The Narendra Modi government is reportedly examining proposals to revise up the fiscal deficit targets in a bid to boost domestic demand, even as it claims India as the world's fastest-growing economy.
Such a move could severely undermine the efforts of the Reserve Bank of India (RBI) to check the inflation.
Despite the above-7% growth recorded so far in the current fiscal, economic advisors to Prime Minister Narendra Modi have expressed doubt over slowdown hitting the "budget calculations".
Finance Minister Arun Jaitley, who will present the budget for 2016-17 in February, has been advised to raise the fiscal deficit target to 3.7% or 3.9% of the gross domestic product (GDP) from the 3.5% aimed earlier, a senior official told Reuters.
A proposal to postpone the target of achieving 3% fiscal deficit in 2017-18 by a year is also under consideration.
"The economy is still suffering from slack demand," said the Finance Ministry official. "It needs a conducive fiscal and monetary policy."
However, the government is yet to finalise increasing the fiscal deficit targets, said Shaktikanta Das, the ministry's Economic Affairs Secretary.
A higher deficit could make it difficult for the RBI to reach inflation target of 5% by March 2017.
"A miss on the fiscal targets will narrow scope for additional rate cuts," said economists at DBS in Singapore.

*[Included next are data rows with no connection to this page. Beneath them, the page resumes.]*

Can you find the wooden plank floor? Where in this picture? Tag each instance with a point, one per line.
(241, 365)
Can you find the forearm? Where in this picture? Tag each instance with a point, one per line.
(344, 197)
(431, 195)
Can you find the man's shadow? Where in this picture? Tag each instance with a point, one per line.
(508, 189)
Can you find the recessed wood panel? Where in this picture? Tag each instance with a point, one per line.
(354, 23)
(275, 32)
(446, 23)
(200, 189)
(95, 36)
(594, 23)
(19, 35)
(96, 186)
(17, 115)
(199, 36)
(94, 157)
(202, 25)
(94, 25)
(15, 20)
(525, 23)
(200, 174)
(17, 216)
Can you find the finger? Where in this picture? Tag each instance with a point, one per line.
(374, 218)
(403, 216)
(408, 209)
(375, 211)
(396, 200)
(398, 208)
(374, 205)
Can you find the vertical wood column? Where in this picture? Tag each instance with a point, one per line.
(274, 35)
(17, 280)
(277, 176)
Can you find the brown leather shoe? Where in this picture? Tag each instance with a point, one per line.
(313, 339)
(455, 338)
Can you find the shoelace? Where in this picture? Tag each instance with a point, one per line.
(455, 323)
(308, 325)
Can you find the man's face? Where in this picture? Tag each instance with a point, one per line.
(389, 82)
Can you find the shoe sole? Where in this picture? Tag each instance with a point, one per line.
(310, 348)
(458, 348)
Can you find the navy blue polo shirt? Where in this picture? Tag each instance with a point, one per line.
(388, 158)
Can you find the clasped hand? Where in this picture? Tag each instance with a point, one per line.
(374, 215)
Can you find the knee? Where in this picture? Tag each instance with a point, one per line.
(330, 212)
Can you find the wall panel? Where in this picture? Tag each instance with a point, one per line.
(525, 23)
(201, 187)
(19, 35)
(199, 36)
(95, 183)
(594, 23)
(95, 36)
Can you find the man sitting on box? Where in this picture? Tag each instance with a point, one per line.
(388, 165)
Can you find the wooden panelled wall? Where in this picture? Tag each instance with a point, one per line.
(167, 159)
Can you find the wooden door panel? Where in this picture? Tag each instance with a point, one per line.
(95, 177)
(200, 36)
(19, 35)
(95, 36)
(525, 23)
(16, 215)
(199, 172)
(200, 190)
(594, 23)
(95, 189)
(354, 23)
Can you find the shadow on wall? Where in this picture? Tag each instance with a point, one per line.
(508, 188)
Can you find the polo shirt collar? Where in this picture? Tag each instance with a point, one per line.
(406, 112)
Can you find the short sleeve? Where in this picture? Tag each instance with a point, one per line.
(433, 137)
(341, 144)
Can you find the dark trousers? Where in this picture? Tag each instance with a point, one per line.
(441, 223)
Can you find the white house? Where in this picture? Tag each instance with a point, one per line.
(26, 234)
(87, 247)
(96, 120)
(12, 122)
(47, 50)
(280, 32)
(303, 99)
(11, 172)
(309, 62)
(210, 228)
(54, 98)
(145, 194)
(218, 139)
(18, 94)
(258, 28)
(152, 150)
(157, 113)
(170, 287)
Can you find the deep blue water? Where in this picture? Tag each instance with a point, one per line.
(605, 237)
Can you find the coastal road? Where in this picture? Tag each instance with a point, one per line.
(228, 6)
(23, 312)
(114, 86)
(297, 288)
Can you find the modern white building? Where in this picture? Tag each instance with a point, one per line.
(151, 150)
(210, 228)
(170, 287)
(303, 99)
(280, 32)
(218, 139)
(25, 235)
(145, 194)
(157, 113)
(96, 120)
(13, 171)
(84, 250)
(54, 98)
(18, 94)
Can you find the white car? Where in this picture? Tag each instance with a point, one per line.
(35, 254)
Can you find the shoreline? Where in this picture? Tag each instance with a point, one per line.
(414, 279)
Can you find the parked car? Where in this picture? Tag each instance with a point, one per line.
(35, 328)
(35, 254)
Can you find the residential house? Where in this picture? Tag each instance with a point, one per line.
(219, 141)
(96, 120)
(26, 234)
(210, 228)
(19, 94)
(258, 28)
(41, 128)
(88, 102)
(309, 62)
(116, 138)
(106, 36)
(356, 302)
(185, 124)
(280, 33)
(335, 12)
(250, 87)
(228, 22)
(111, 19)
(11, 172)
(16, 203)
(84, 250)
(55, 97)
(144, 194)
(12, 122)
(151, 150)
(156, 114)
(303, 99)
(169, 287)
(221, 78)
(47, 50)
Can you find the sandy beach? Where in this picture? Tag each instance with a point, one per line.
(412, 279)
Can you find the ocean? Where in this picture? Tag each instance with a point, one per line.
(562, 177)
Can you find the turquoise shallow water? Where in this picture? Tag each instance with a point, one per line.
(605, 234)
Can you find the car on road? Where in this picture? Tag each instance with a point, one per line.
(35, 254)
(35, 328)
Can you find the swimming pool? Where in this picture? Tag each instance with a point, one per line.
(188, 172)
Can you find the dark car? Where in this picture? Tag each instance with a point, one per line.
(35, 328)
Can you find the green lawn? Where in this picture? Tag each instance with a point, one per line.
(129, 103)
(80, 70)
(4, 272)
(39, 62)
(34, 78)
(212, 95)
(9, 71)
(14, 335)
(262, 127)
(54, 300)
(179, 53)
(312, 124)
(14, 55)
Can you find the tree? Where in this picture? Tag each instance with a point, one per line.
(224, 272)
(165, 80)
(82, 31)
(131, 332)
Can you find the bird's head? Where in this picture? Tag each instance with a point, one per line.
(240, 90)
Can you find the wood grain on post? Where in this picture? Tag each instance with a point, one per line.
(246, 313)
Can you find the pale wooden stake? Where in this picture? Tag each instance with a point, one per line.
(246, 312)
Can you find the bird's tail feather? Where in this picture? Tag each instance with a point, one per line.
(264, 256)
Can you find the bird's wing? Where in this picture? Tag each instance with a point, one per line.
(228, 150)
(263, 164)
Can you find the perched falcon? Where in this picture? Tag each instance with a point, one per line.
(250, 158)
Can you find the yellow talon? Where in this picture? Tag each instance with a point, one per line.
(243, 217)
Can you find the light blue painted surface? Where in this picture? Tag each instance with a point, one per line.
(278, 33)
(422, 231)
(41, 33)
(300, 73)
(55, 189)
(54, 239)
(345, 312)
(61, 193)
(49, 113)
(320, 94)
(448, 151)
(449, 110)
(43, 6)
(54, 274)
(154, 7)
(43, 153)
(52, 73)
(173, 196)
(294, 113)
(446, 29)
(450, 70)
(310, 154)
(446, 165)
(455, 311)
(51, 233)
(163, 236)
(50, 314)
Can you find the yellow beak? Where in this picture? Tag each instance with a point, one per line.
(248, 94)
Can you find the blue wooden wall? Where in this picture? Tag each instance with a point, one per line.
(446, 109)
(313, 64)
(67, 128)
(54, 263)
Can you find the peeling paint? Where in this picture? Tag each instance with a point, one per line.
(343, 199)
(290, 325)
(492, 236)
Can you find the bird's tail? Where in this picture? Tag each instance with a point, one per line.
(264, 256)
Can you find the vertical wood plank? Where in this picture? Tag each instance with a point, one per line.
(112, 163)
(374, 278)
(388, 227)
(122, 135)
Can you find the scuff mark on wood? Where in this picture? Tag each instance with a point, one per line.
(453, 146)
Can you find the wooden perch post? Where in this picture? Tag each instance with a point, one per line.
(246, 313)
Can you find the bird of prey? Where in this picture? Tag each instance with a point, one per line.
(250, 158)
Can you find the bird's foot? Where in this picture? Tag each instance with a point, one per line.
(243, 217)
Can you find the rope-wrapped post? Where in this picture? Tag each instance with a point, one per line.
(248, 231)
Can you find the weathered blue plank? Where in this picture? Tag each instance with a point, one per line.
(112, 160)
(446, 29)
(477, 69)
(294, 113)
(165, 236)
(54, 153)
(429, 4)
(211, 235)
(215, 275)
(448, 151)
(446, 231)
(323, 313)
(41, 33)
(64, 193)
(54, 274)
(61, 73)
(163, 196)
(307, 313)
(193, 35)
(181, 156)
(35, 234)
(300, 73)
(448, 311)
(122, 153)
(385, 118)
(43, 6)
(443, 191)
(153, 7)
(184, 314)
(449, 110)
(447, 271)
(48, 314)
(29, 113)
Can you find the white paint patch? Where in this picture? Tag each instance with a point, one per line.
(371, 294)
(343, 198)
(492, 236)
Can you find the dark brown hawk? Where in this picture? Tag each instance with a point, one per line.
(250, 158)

A sharp contrast between nominal and real rates of growth and the "direction" of wholesale and retail inflation rates has given rise to differences on whether the government should increase spending and face high inflation or reduce fiscal deficit to keep it under control.

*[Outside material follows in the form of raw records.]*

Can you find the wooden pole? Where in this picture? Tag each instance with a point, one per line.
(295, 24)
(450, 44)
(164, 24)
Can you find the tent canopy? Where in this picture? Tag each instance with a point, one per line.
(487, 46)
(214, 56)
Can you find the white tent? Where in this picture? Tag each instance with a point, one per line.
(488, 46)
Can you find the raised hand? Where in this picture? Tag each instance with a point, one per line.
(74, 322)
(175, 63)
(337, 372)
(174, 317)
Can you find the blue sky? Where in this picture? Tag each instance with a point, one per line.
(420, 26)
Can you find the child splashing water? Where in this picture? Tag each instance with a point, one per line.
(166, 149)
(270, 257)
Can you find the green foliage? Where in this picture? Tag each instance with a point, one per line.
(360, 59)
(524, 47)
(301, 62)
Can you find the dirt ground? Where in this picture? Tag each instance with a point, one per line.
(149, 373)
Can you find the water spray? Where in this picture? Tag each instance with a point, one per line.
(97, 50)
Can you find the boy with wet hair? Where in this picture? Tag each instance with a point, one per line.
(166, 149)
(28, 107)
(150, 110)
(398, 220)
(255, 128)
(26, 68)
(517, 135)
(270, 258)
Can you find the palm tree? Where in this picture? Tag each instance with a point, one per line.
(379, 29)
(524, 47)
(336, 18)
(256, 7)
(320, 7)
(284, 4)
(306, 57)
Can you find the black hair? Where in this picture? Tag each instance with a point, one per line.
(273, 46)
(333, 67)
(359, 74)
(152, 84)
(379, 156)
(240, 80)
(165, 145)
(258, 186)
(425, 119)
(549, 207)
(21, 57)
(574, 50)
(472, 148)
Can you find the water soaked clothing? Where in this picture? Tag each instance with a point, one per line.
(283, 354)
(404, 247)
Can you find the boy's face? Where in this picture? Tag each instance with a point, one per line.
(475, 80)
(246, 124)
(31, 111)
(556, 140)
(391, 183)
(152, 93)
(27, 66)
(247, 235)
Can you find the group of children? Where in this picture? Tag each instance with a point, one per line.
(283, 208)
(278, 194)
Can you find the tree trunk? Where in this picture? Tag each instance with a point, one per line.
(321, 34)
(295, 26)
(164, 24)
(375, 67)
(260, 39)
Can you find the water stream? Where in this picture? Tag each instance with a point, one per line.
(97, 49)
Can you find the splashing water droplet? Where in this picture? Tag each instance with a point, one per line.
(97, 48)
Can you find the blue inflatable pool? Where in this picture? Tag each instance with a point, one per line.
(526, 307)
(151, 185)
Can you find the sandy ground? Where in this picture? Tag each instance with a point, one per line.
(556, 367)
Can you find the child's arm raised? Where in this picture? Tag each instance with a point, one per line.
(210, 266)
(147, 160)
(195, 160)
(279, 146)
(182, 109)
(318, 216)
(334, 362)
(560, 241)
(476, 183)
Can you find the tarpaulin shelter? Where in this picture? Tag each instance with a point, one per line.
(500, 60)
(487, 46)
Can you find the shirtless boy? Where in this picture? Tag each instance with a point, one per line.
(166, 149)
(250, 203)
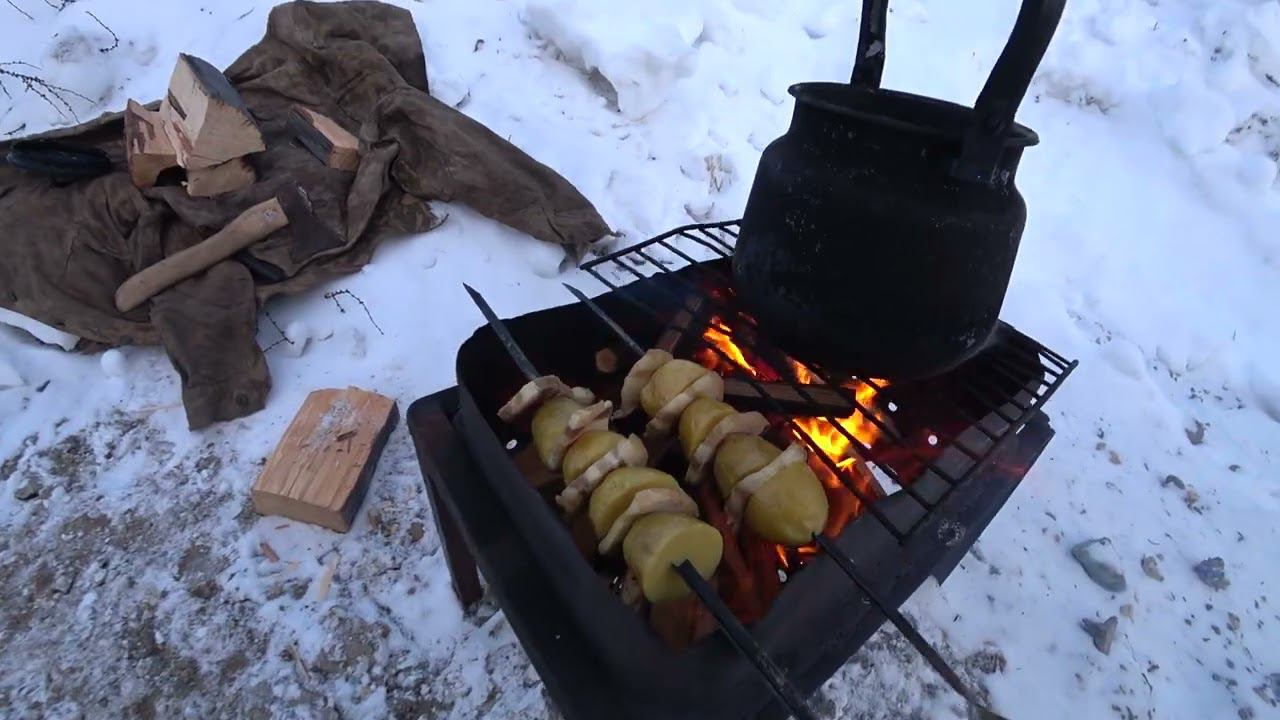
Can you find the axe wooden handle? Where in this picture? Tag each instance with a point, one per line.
(247, 228)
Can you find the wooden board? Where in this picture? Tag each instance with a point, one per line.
(147, 147)
(216, 180)
(206, 118)
(325, 139)
(320, 470)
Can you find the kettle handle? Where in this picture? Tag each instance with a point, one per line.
(1000, 96)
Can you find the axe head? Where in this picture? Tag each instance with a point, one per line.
(310, 235)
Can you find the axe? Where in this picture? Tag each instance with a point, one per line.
(291, 206)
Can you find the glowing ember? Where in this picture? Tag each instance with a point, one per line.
(828, 436)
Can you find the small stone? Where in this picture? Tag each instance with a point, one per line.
(1102, 633)
(1196, 436)
(63, 582)
(1151, 566)
(27, 490)
(1212, 573)
(205, 589)
(1098, 569)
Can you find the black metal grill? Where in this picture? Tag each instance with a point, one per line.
(978, 413)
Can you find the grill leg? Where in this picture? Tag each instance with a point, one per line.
(457, 555)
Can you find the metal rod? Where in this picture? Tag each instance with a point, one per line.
(745, 645)
(903, 625)
(799, 432)
(609, 322)
(499, 329)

"GDP data is underestimating nominal growth and overestimating real growth," said N R Bhanumurthy, a professor at the government-funded National Institute of Public Finance and Policy.
While a decline in wholesale prices calls for a stimulus, a recent spike in retail inflation, which has renewed worries over price rise, argues for a reduction in fiscal deficit.

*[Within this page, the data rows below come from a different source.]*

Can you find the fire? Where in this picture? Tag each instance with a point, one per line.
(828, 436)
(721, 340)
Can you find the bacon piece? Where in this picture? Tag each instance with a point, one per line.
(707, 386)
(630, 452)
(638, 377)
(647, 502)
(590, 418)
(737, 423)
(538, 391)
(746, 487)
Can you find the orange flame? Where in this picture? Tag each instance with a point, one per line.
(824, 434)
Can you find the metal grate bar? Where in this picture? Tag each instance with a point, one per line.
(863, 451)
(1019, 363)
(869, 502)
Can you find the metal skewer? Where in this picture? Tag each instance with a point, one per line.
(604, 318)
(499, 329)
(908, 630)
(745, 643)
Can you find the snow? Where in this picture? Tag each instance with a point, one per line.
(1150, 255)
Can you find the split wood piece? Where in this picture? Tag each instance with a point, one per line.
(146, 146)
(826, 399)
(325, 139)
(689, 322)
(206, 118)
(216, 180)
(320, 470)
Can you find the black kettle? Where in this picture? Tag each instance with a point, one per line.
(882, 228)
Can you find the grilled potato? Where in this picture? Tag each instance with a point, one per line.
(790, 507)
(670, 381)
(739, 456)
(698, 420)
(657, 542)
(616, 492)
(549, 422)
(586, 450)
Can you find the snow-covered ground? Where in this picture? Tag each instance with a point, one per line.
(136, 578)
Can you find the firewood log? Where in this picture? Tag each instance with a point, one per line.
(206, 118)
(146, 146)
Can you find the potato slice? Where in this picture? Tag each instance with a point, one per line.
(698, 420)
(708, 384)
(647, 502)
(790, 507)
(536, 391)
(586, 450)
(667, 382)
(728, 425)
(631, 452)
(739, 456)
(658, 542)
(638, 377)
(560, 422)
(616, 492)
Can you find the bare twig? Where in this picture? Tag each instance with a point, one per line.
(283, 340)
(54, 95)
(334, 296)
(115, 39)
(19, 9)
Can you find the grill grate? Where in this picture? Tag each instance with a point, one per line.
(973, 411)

"We know the economy is recovering," the Finance Ministry official said. "But no one is sure about the recovery's pace and strength."
The RBI is already preparing to counter the impact on inflation following the implementation of salary hikes recommended by the Seventh Pay Commission for government employees.
"The mess is being created in Delhi, but the RBI will have to absorb the shock," said Bhanumurthy.